Dessa forma, o marxismo
cultural traz para o centro do palco, entre outros assuntos, a arte, costumes,
hábitos, convicções, mentalidade, vida quotidiana, entretenimento, modas. Tudo
isso englobado por uma palavra, cultura. Já se pode perceber, são temas
relacionados com a revolução cultural, caminham um ao lado do outro.
É novo? Em termos.
Para muitos integrantes de correntes revolucionárias, certamente. Contudo, ao
longo da história, os partidos comunistas e as organizações afins sempre
promoveram encarniçada luta cultural. E, nesse sentido, não é novo; pode haver,
quando muito, ênfase nova em maneiras de agir.
Aliás, sugerida
pela situação de impasse num campo em que se encontram as forças
revolucionárias. As sociedades ocidentais estão se revelando reativas quanto ao
coletivismo. Não o querem, têm sensibilidade viva para a defesa da propriedade.

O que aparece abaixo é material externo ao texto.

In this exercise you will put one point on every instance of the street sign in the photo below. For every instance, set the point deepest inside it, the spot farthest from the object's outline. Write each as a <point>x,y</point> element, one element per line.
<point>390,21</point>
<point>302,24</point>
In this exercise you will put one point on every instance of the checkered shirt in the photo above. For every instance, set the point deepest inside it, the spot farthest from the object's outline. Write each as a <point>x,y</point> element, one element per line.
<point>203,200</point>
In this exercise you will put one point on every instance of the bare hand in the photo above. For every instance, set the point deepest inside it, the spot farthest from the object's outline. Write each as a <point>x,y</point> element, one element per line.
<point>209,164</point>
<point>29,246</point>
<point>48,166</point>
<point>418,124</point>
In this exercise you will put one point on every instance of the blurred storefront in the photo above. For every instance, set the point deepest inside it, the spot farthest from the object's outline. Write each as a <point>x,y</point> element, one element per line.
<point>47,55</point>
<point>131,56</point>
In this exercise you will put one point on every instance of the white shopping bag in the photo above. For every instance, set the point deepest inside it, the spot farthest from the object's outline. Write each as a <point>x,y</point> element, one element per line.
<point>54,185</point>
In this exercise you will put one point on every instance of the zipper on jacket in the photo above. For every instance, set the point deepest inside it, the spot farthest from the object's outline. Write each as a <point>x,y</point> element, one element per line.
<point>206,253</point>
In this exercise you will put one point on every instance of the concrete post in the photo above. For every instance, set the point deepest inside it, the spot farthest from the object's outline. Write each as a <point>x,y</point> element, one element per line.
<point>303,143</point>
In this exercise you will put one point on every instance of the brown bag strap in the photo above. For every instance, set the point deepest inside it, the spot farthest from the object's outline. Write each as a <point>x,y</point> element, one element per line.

Contudo, são menos sensíveis para temas sociais, como família, aborto, modas, mentalidades,
costumes. Posições demolidoras, retrocessos quanto ao ideal cristão de
perfeição social, são vistos como grandes avanços. A dizer verdade, são
aproximações da utopia libertária comunista, avançam rumo a ela.
Falta alguma
coisa? Falta. Para os adversários do marxismo cultural a situação ficaria mais
bem esclarecida se fosse colocado no centro do panorama o que o professor
Plinio Corrêa de Oliveira, em visão de conjunto, chama de as três profundidades
da revolução: revolução nas tendências, nas ideias, e nos fatos. Desenvolve o
tema no livro “Revolução e Contra-Revolução”, do qual abaixo seguem extratos.
“Essa Revolução é
um processo feito de etapas, e tem sua origem última em determinadas tendências
desordenadas que lhe servem de alma e de força propulsora mais íntima. Assim,
podemos também distinguir na Revolução três profundidades, que cronologicamente
até certo ponto se interpenetram. A primeira, isto é, a mais profunda, consiste
em uma crise nas tendências. Essas tendências desordenadas, que por sua própria
natureza lutam por realizar-se, já não se conformando com toda uma ordem de
coisas que lhes é contrária, começam por modificar as mentalidades, os modos de
ser, as expressões artísticas e os costumes, sem desde logo tocar de modo
direto - habitualmente, pelo menos – nas ideias. 2. Dessas camadas profundas, a
crise passa para o terreno ideológico. [...] Inspiradas pelo desregramento das
tendências profundas, doutrinas novas eclodem. Elas procuram por vezes, de
início, um modus vivendi com as
antigas, e se exprimem de maneira a manter com estas um simulacro de harmonia
que habitualmente não tarda em se romper em luta declarada. 3. Essa transformação
das ideias estende-se, por sua vez, ao terreno dos fatos, onde passa a operar,
por meios cruentos ou incruentos, a transformação das instituições, das leis e
dos costumes, tanto na esfera religiosa quanto na sociedade temporal. É uma
terceira crise, já toda ela na ordem dos fatos. [...] Essas três profundidades
nem sempre se diferenciam nitidamente umas das outras. O grau de nitidez varia
muito de um caso concreto a outro”.
Em suma, olho nos fatos. Mas olho também nas ideias. E olho em especial nas
tendências desordenadas, alma e força propulsora dos movimentos
revolucionários. O marxismo cultural ficaria mais bem compreendido, repito, se analisado
sob a luz das três profundidades da revolução.